As with any film about a particular people, there is a great deal of local colour as we observe work in the fields, domestic situations, especially of ageing and illness, the celebration of a feast with food, song, dancing, the attempts of the local authority to make his presence felt but failing in the face of the police (and elephants brought in to crush homes) and their coercion in moving people on. Outsiders also try to swindle people out of their compensation money.
The move and the crisis in the intended groom’s home concerning the health of the elderly means that the couple cannot say goodbye before they leave.
As the wife finishes her sad story for her husband, he goes to talk with the fiance and hears his story, so the audience sees the continuation of the story of the move and the waters rising.

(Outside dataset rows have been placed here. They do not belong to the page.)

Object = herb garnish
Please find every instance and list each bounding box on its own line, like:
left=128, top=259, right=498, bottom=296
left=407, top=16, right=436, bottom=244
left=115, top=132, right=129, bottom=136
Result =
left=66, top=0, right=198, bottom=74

The emotional response to these characters and their plight makes for a challenge to feelings and wondering how the difficulties could be resolved - or not.
Although the situation of local people having to migrate for a dam, for electricity and for benefits that the authorities speak about but which don’t reach the people is a complex one, Yarwng is essentially a simple story about simple people and a simple way of life that serves as humane model for those whose lives get far more complicated.
This is a Catholic contribution to social awareness in a country that is principally Hindu, which has its Muslim minority and believers in local and traditional religions.
This was acknowledged by the cinema professionals of India when the film opened the Panorama section of the International Festival of India in Delhi 2008 and was awarded a jury prize. Screenings are anticipated in festivals during 2009, for instance, Brisbane. There will be a screening at the Museum of Modern Art in New York in June.